The past two years have brought massive complexity and uncertainty. For many, the focus has been on the short term – on survival. Personally, I’ve experienced one of the most challenging contexts I’ve ever had to work in and lead people through.
We’ll be dealing with the COVID-19 pandemic and its second-order effects on economies and societies for a good while to come. For the foreseeable future, and in the face of ongoing pressure, leaders will need to stay focused on resilience and help those they lead to do the same.
I’m the first to acknowledge that this is easier said than done.
My regular readers know that I often draw inspiration from the wisdom shared in the Bible. Solomon – an Israelite king and arguably one of the wisest men who ever lived – says in the book of Ecclesiastes: ‘What has been is what will be again, and what has been done is what will be done again; there is nothing new under the sun.’ Solomon is advising us to take a broader view of tough times. Past generations have got through extreme stress, and so will we.
And what is to come may be better than what we once had.
Yes, the COVID-19 pandemic has brought tragedy, in no uncertain terms. However, ‘nothing is new under the sun’ reminds us of the human capacity for resilience through any misfortune. Yes, the challenge we face is new in our lifetime. We have no perfect leadership blueprint for dealing with a situation like COVID-19. What we do have is the choice to respond to the prevailing uncertainty with humility and invest in a sense of urgency when it comes to learning from and collaborating with others for the good of all.
When people talk about showing resilience, they often refer to the ability to ‘bounce back’ when times are tough. I prefer the term ‘bounce forward’, which is often used in positive psychology. This implies going beyond a return to a pre-pandemic baseline and instead moving further ahead to a place where we are healthier, stronger, and distinctly better positioned for future challenges.
We’re already bouncing forward in many ways as we rebuild our societies and heal the rifts of the pandemic. On the medical front, we’ve made many fast advances in developing COVID-19 vaccines. In the workplace, the adoption of hybrid or remote work models is giving people greater freedom. We’re also seeing renewed investment in physical and mental wellbeing in the workplace, with many companies taking extra measures to support this critical aspect of our working lives.

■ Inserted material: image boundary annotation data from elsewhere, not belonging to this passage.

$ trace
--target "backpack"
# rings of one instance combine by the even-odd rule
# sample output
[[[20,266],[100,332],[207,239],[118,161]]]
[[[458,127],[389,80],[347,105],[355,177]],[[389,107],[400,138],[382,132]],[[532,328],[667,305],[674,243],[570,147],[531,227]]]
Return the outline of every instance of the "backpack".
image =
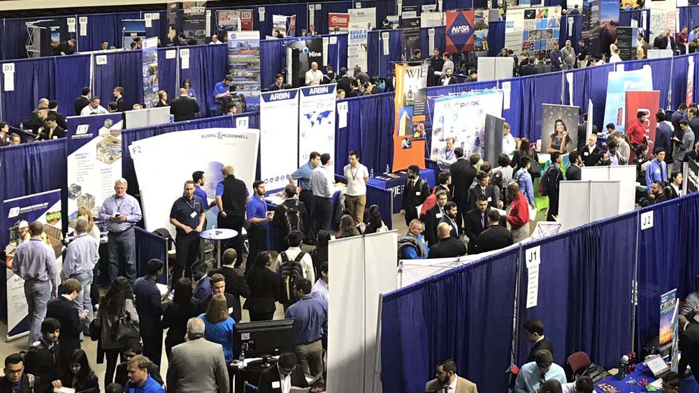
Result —
[[[294,283],[296,280],[303,278],[301,260],[305,254],[303,251],[298,253],[294,260],[289,260],[286,251],[282,251],[280,254],[282,256],[282,267],[279,269],[279,276],[282,279],[282,298],[280,303],[291,304],[297,300],[294,297]]]

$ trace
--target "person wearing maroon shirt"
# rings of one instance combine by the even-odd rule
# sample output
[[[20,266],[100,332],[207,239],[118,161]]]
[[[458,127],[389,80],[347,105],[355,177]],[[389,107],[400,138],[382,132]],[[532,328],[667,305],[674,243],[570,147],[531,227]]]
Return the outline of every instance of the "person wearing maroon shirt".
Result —
[[[635,149],[637,146],[645,142],[645,132],[643,124],[646,122],[646,112],[639,112],[636,114],[636,121],[634,121],[626,128],[626,142]]]
[[[529,237],[529,204],[516,181],[507,186],[507,197],[512,202],[506,219],[512,228],[512,241],[517,243]]]

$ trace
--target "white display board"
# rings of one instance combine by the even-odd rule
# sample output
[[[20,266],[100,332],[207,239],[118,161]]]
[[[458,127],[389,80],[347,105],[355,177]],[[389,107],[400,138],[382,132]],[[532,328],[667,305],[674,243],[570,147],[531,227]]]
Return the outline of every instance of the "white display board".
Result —
[[[619,181],[565,181],[559,191],[561,230],[618,215]]]
[[[619,182],[619,214],[636,207],[636,165],[583,167],[580,180],[614,180]]]
[[[396,288],[397,242],[391,231],[330,242],[328,392],[381,391],[379,304]]]
[[[169,222],[170,209],[182,196],[192,173],[204,171],[205,191],[212,198],[216,184],[223,179],[221,169],[231,165],[236,179],[250,188],[255,180],[259,131],[252,128],[205,128],[168,133],[137,140],[129,146],[140,188],[141,210],[145,229],[165,228],[175,236]],[[206,151],[182,159],[173,152]],[[208,202],[210,201],[206,201]]]

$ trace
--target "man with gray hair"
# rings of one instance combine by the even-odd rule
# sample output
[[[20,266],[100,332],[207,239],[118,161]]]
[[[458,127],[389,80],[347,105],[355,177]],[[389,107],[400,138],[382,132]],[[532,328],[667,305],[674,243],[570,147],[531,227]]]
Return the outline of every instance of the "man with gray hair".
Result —
[[[107,223],[107,249],[109,253],[109,281],[119,276],[136,281],[136,236],[134,226],[143,218],[140,206],[127,193],[126,179],[114,182],[115,194],[104,200],[99,209],[99,219]]]
[[[89,297],[92,269],[99,260],[99,244],[87,234],[87,220],[75,221],[75,237],[68,244],[61,270],[61,281],[75,279],[82,288],[73,300],[78,314],[87,311],[87,322],[92,320],[92,301]]]
[[[187,341],[173,347],[168,366],[168,392],[228,393],[229,380],[223,348],[204,338],[199,318],[187,322]]]

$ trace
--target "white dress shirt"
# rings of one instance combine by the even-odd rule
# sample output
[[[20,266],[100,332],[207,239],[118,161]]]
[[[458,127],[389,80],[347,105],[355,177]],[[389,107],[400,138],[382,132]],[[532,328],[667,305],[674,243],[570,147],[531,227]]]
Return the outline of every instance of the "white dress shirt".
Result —
[[[369,177],[369,171],[366,167],[359,164],[356,168],[352,168],[350,164],[345,165],[345,177],[347,179],[346,194],[352,196],[360,196],[366,194],[366,183],[364,178]]]
[[[312,69],[306,71],[306,86],[318,86],[323,80],[323,73],[320,70]]]

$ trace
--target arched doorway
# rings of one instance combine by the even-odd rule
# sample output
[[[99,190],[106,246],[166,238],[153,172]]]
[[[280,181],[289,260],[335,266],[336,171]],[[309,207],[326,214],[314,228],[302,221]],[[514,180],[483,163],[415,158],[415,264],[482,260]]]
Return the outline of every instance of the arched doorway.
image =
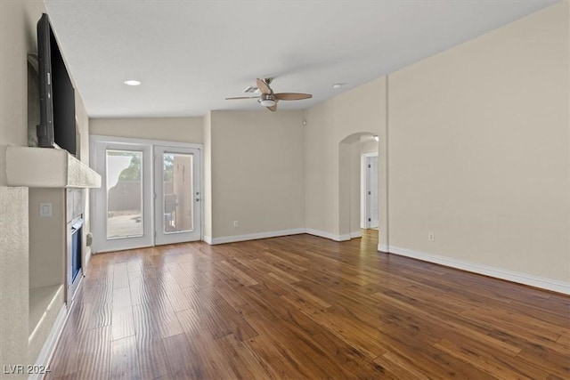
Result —
[[[362,220],[362,156],[375,153],[379,159],[378,165],[378,222],[379,227],[379,249],[387,247],[387,235],[382,230],[384,226],[387,230],[387,205],[386,194],[387,190],[386,163],[383,162],[385,153],[382,143],[376,133],[371,132],[359,132],[346,136],[338,142],[338,175],[337,175],[337,200],[335,217],[338,227],[337,236],[340,240],[348,240],[361,236]],[[383,249],[384,250],[384,249]]]

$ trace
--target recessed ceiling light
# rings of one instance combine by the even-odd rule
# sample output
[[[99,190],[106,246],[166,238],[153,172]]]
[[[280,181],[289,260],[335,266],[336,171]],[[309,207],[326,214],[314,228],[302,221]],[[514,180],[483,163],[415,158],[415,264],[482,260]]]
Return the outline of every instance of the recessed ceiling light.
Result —
[[[134,79],[126,80],[124,83],[126,85],[141,85],[141,81],[134,80]]]

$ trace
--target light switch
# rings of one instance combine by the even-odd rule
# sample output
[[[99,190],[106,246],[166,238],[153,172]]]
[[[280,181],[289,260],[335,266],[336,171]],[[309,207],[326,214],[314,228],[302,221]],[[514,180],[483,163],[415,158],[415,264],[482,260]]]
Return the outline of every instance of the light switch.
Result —
[[[52,203],[51,202],[42,202],[39,204],[39,216],[44,218],[47,216],[52,216]]]

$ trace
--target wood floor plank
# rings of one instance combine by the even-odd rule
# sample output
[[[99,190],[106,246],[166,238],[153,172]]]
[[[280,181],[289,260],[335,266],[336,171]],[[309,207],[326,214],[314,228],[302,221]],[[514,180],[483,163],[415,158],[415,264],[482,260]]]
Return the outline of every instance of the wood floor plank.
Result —
[[[45,378],[570,378],[570,296],[362,232],[94,255]]]
[[[120,380],[141,378],[134,336],[116,339],[110,343],[110,377]]]

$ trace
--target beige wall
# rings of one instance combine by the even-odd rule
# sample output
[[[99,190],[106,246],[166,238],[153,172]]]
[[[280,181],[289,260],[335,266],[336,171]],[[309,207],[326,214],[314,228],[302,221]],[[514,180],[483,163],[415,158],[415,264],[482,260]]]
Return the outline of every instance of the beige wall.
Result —
[[[391,247],[570,281],[568,28],[563,2],[389,76]]]
[[[89,133],[201,144],[202,117],[92,118]]]
[[[28,52],[43,2],[0,2],[0,365],[28,363],[28,189],[6,187],[5,148],[28,145]],[[15,377],[15,376],[13,376]]]
[[[212,124],[211,112],[203,117],[204,127],[204,186],[202,207],[204,212],[203,236],[212,238]],[[211,240],[208,241],[211,243]]]
[[[214,243],[304,229],[303,112],[212,111],[210,129]]]
[[[378,134],[386,139],[386,78],[312,107],[305,117],[306,228],[338,240],[350,239],[360,228],[361,137]],[[380,157],[380,162],[386,160]],[[386,183],[385,174],[382,169],[380,183]],[[379,202],[381,214],[385,203]],[[386,214],[379,219],[385,223]]]

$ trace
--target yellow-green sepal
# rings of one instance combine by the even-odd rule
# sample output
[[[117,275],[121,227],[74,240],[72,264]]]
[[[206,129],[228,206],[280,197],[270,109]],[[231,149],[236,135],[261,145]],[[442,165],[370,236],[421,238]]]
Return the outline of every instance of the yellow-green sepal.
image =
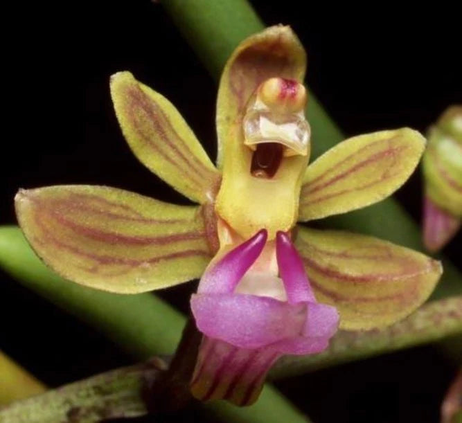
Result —
[[[244,238],[265,228],[269,239],[296,222],[308,156],[283,157],[269,179],[251,174],[252,150],[244,144],[242,120],[249,100],[265,80],[303,80],[306,55],[288,26],[272,26],[244,40],[228,60],[217,102],[218,163],[223,176],[215,210]]]
[[[247,102],[260,84],[272,77],[302,82],[305,69],[305,50],[289,26],[270,26],[238,46],[223,69],[218,89],[219,168],[234,160],[229,157],[230,150],[240,150],[242,118]]]
[[[21,190],[17,215],[43,261],[80,285],[121,294],[199,278],[211,252],[202,208],[104,186]]]
[[[406,317],[443,271],[424,254],[370,236],[299,226],[295,237],[317,300],[337,307],[342,329],[382,327]]]
[[[220,173],[175,106],[130,72],[113,75],[110,86],[122,132],[139,160],[191,200],[211,201]]]
[[[315,160],[305,173],[299,219],[361,208],[386,198],[414,172],[425,138],[409,128],[348,138]]]

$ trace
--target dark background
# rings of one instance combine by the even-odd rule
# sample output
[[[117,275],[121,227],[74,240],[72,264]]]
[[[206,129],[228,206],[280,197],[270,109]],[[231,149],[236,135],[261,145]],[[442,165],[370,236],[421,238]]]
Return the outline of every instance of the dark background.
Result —
[[[409,14],[389,3],[357,10],[294,0],[254,5],[267,24],[288,24],[298,34],[308,83],[346,136],[402,126],[425,132],[462,100],[460,28],[443,3]],[[0,224],[15,222],[20,187],[105,184],[187,204],[131,154],[109,96],[109,75],[130,70],[177,106],[215,157],[215,82],[161,6],[17,7],[3,54]],[[420,188],[416,172],[398,192],[416,221]],[[459,268],[460,246],[459,235],[445,251]],[[47,384],[132,362],[92,328],[0,276],[0,348]],[[161,294],[186,312],[195,285]],[[423,347],[278,384],[317,422],[436,422],[454,375],[438,349]]]

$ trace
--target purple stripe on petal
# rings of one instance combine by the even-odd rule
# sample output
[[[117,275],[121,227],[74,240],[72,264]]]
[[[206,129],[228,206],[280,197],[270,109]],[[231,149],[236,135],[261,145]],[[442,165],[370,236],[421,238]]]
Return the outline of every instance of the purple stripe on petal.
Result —
[[[303,262],[288,235],[278,231],[276,237],[276,254],[279,274],[284,282],[289,303],[316,302],[310,286]]]
[[[199,294],[231,294],[261,253],[266,240],[266,229],[259,231],[218,261],[212,262],[202,276]]]

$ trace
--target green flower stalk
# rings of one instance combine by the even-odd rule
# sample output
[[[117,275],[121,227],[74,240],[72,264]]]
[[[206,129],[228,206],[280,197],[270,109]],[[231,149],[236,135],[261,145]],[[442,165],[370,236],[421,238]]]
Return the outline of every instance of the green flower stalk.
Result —
[[[196,206],[103,186],[20,191],[20,225],[62,276],[134,294],[202,276],[191,306],[202,333],[190,381],[203,400],[256,400],[281,355],[328,348],[337,326],[385,327],[430,295],[441,264],[376,238],[297,226],[376,203],[425,147],[408,128],[355,136],[307,168],[306,57],[288,27],[242,42],[223,71],[214,165],[174,106],[129,72],[111,80],[138,159]]]
[[[428,134],[424,154],[423,240],[442,249],[461,227],[462,217],[462,106],[448,108]]]

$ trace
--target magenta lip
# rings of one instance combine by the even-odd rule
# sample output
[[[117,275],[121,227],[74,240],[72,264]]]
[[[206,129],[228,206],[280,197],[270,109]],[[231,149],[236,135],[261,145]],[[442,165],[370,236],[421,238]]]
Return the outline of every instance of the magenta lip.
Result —
[[[276,235],[276,255],[287,301],[292,304],[299,301],[316,303],[303,262],[289,235],[281,231]]]
[[[231,294],[263,251],[268,233],[261,229],[226,253],[202,276],[198,294]]]

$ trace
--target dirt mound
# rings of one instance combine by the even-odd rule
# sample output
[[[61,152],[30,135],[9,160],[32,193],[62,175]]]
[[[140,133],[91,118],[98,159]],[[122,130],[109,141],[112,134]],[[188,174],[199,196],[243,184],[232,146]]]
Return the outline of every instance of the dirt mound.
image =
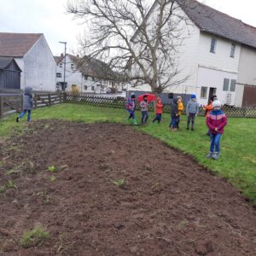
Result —
[[[1,255],[256,254],[239,192],[130,126],[38,121],[0,151]]]

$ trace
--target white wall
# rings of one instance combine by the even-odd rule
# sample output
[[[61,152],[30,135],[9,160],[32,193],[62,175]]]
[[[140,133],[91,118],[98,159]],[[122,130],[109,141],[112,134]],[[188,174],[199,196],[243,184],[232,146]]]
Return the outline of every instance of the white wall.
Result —
[[[256,49],[241,46],[240,53],[239,71],[237,82],[242,84],[256,84]],[[242,104],[244,86],[237,84],[237,93],[235,104],[241,107]]]
[[[72,91],[73,84],[76,84],[79,92],[83,93],[105,94],[108,88],[112,88],[113,81],[97,79],[90,76],[83,76],[82,73],[76,69],[75,64],[73,65],[73,68],[72,68],[72,64],[74,64],[73,61],[71,60],[70,56],[67,55],[65,76],[65,81],[67,84],[67,87],[66,89],[67,91]],[[56,83],[64,82],[64,60],[62,60],[61,63],[58,64],[56,68],[56,73],[61,73],[61,77],[56,77]],[[115,83],[114,87],[116,87],[118,90],[121,90],[120,84],[119,84]],[[61,88],[59,87],[59,90],[61,90]]]
[[[215,53],[210,52],[212,37],[217,39]],[[210,87],[216,88],[216,94],[223,104],[236,104],[237,86],[234,92],[223,90],[224,79],[229,79],[230,82],[231,79],[237,81],[241,45],[234,43],[236,44],[235,56],[230,57],[233,43],[208,33],[201,33],[197,49],[199,68],[196,94],[203,105],[207,104]],[[201,86],[208,87],[207,98],[201,98]]]
[[[56,73],[61,73],[61,78],[56,77],[56,83],[58,82],[64,82],[64,59],[62,61],[63,62],[59,63],[56,67]],[[71,67],[71,65],[73,64],[73,62],[71,61],[69,55],[66,55],[66,75],[65,75],[65,81],[67,84],[67,87],[66,90],[71,91],[72,90],[72,84],[77,84],[81,89],[81,86],[83,85],[83,78],[82,73],[76,70],[75,67],[74,68]],[[59,88],[61,90],[61,88]]]
[[[197,92],[198,102],[202,105],[207,105],[208,103],[208,96],[210,87],[216,88],[216,95],[218,99],[221,102],[222,104],[225,104],[230,99],[230,105],[235,104],[235,96],[236,91],[230,91],[230,84],[229,86],[228,91],[223,90],[224,79],[229,79],[230,83],[231,79],[237,80],[237,73],[224,72],[221,70],[214,70],[211,68],[206,68],[200,67],[198,68],[198,76],[197,76],[197,85],[199,87]],[[207,97],[201,97],[201,88],[208,87]]]
[[[30,86],[35,90],[55,90],[56,65],[44,35],[25,55],[23,61],[21,89]]]
[[[212,38],[217,38],[215,53],[210,52]],[[241,45],[236,44],[235,57],[230,57],[232,41],[201,32],[198,48],[198,64],[208,68],[237,73]]]

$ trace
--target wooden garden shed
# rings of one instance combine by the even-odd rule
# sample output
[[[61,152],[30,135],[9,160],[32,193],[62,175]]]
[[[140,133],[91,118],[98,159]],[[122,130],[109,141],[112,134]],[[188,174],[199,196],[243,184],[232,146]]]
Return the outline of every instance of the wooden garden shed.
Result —
[[[21,70],[13,57],[0,56],[0,90],[20,89]]]

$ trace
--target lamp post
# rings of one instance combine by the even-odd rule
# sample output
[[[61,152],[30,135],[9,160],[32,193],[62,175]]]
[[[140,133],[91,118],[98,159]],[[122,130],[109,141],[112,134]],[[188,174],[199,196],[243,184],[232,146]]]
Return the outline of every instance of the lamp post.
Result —
[[[65,44],[65,50],[64,50],[64,86],[63,86],[63,90],[65,91],[65,89],[66,89],[66,50],[67,50],[67,42],[59,42],[59,43]]]

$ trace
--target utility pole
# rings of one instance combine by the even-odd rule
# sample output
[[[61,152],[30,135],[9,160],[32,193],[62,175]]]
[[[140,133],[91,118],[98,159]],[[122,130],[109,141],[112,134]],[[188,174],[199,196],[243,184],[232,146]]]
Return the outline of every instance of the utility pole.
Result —
[[[67,42],[59,42],[60,44],[63,44],[65,45],[64,49],[64,86],[63,90],[66,90],[66,51],[67,51]]]

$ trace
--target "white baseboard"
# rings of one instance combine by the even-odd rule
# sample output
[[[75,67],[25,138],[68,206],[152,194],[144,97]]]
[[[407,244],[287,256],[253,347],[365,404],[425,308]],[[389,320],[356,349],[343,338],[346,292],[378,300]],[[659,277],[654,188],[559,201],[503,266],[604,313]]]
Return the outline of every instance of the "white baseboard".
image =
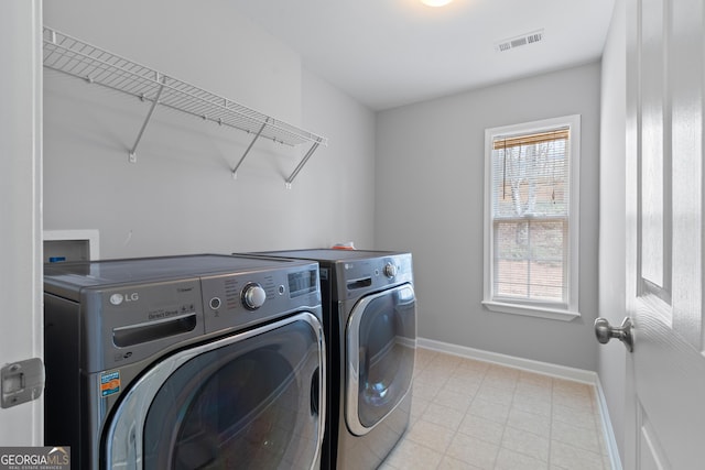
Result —
[[[607,411],[607,402],[605,400],[603,384],[599,381],[597,372],[567,368],[565,365],[552,364],[549,362],[534,361],[531,359],[517,358],[514,356],[500,354],[498,352],[484,351],[481,349],[451,345],[426,338],[417,338],[416,346],[419,348],[431,349],[433,351],[445,352],[447,354],[475,359],[477,361],[492,362],[500,365],[521,369],[528,372],[535,372],[557,379],[572,380],[594,385],[597,392],[597,405],[599,406],[603,430],[607,440],[607,451],[609,453],[612,470],[622,469],[621,460],[619,459],[619,450],[617,448],[617,440],[615,439],[615,431],[612,429],[611,420],[609,419],[609,412]]]

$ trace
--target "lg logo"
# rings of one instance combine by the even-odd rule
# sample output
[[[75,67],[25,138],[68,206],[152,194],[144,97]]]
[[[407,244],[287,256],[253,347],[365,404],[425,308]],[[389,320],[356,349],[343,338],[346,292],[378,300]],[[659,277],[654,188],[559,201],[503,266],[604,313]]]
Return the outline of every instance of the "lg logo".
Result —
[[[132,294],[112,294],[110,296],[110,303],[112,305],[120,305],[123,302],[135,302],[139,300],[140,296],[138,295],[137,292],[133,292]]]

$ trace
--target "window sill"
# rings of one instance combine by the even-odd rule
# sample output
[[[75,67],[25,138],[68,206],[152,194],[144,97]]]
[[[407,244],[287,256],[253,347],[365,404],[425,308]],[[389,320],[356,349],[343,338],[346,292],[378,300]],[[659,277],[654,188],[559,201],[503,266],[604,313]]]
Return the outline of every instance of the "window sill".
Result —
[[[581,316],[579,311],[564,310],[562,308],[532,307],[529,305],[507,304],[495,300],[484,300],[482,305],[491,311],[547,318],[551,320],[571,321]]]

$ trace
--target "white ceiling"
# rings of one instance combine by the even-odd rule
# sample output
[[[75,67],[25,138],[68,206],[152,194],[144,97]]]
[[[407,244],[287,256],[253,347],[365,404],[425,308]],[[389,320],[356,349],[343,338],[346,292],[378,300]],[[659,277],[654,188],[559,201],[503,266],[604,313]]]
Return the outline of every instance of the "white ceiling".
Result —
[[[375,110],[596,61],[615,0],[230,0]],[[499,53],[536,30],[543,41]]]

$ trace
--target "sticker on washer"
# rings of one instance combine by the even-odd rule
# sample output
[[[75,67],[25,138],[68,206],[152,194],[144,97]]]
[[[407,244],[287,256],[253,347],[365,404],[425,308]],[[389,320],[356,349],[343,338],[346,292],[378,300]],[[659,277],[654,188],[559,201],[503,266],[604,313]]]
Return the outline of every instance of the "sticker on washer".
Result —
[[[100,374],[100,396],[104,398],[120,392],[120,371]]]

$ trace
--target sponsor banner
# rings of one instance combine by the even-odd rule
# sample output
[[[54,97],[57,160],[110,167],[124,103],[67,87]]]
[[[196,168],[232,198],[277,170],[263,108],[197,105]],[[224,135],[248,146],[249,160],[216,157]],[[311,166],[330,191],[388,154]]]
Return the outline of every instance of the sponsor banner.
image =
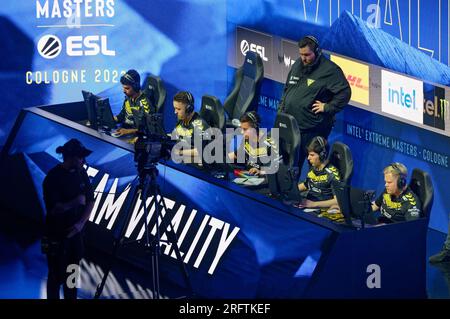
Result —
[[[244,57],[248,51],[253,51],[260,55],[264,64],[264,75],[266,77],[272,76],[272,36],[238,27],[236,29],[236,63],[238,66],[244,63]]]
[[[381,70],[381,111],[422,124],[422,81]]]
[[[423,124],[445,131],[445,121],[449,117],[450,101],[445,89],[424,84]]]
[[[340,66],[352,88],[351,101],[369,106],[369,66],[330,54],[330,60]]]
[[[119,56],[120,48],[112,38],[112,30],[117,30],[117,7],[114,0],[35,1],[36,61],[25,72],[25,83],[58,85],[61,92],[55,96],[65,94],[66,84],[78,89],[118,83],[124,70],[106,67],[115,65]]]

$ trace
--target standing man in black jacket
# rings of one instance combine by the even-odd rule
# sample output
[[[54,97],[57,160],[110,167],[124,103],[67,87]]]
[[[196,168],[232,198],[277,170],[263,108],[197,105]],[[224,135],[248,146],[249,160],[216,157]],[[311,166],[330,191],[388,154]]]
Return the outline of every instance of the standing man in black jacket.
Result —
[[[301,170],[308,154],[306,147],[315,136],[328,139],[335,114],[350,101],[351,89],[341,68],[322,55],[315,37],[305,36],[298,46],[300,58],[288,74],[279,112],[297,120]]]

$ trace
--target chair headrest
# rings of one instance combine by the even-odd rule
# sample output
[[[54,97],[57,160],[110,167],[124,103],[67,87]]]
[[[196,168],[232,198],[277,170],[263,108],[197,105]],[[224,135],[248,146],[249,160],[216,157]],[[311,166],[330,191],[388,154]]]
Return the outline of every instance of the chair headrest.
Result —
[[[353,173],[353,156],[350,148],[335,142],[330,151],[330,162],[338,169],[343,181],[348,181]]]
[[[422,202],[424,217],[429,217],[434,198],[434,188],[430,175],[418,168],[415,168],[411,174],[409,187]]]
[[[247,51],[245,54],[244,64],[242,65],[244,76],[248,76],[252,79],[256,78],[258,67],[261,65],[261,57],[253,51]]]
[[[279,113],[273,126],[279,131],[279,149],[283,155],[283,161],[293,165],[297,161],[298,147],[300,146],[300,131],[295,118],[286,113]]]

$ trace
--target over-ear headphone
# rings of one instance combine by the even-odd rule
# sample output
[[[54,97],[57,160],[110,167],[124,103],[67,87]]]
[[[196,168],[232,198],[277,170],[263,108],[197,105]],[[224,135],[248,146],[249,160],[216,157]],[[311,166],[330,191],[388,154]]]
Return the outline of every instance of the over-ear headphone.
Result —
[[[192,113],[194,112],[194,97],[192,96],[192,94],[188,91],[184,92],[186,94],[186,99],[187,99],[187,105],[186,105],[186,113]]]
[[[134,80],[134,78],[128,73],[129,71],[130,70],[128,70],[124,75],[122,75],[122,78],[130,83],[131,87],[135,92],[139,92],[139,90],[141,89],[141,84]]]
[[[327,142],[322,136],[316,136],[316,140],[320,145],[319,159],[323,163],[328,157]]]
[[[319,41],[316,39],[316,37],[312,36],[312,35],[307,35],[305,37],[303,37],[304,39],[309,39],[314,43],[314,55],[316,56],[316,58],[320,55],[321,53],[321,49],[320,49],[320,45],[319,45]]]
[[[400,169],[400,163],[392,163],[391,167],[398,175],[397,188],[398,189],[403,189],[403,187],[406,186],[407,181],[406,181],[405,173],[403,173],[402,170]]]
[[[252,127],[258,132],[259,121],[258,121],[258,118],[256,117],[256,115],[253,112],[248,112],[247,116],[250,119],[250,121],[252,122]]]

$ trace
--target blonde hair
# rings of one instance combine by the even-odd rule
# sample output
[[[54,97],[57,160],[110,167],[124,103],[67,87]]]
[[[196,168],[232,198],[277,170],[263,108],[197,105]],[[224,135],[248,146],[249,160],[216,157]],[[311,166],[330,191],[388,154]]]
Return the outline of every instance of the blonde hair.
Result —
[[[392,174],[392,176],[406,178],[408,176],[408,169],[402,163],[392,163],[386,166],[383,170],[384,175]]]

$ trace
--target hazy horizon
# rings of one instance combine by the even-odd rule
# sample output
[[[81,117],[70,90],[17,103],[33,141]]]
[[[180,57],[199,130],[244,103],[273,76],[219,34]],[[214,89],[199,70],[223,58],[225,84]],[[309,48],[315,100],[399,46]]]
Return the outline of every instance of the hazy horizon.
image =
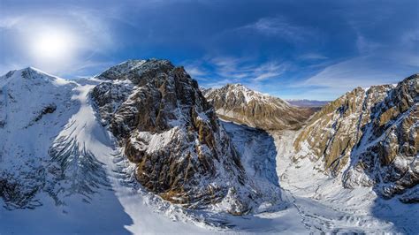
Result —
[[[205,87],[241,83],[283,99],[334,100],[419,72],[416,1],[0,4],[2,74],[34,66],[75,79],[157,57]]]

The new terrain we are navigating will require visionary leaders with high levels of emotional intelligence, and excellent communication and interpersonal skills. As we bounce forward, I believe the ambient pressures will define a new benchmark for excellent leadership too.
The DNA of leadership is the ability to excel at the soft skills.
‘Life can only be understood backwards, but it must be lived forwards,’ said the philosopher Søren Kierkegaard.
Our brains are wired for certainty, predictability and safety. Yet, change is the only constant. Good leaders can bridge the divide between these two forces. We do this through a conscious focus on resilience and on a future that’s unwritten, limitless in shape and form and pliable to mould for the good of all.
Leaders – be bold and courageous. If we are brave enough to bounce forward, then every catastrophe holds the seed of something new and better.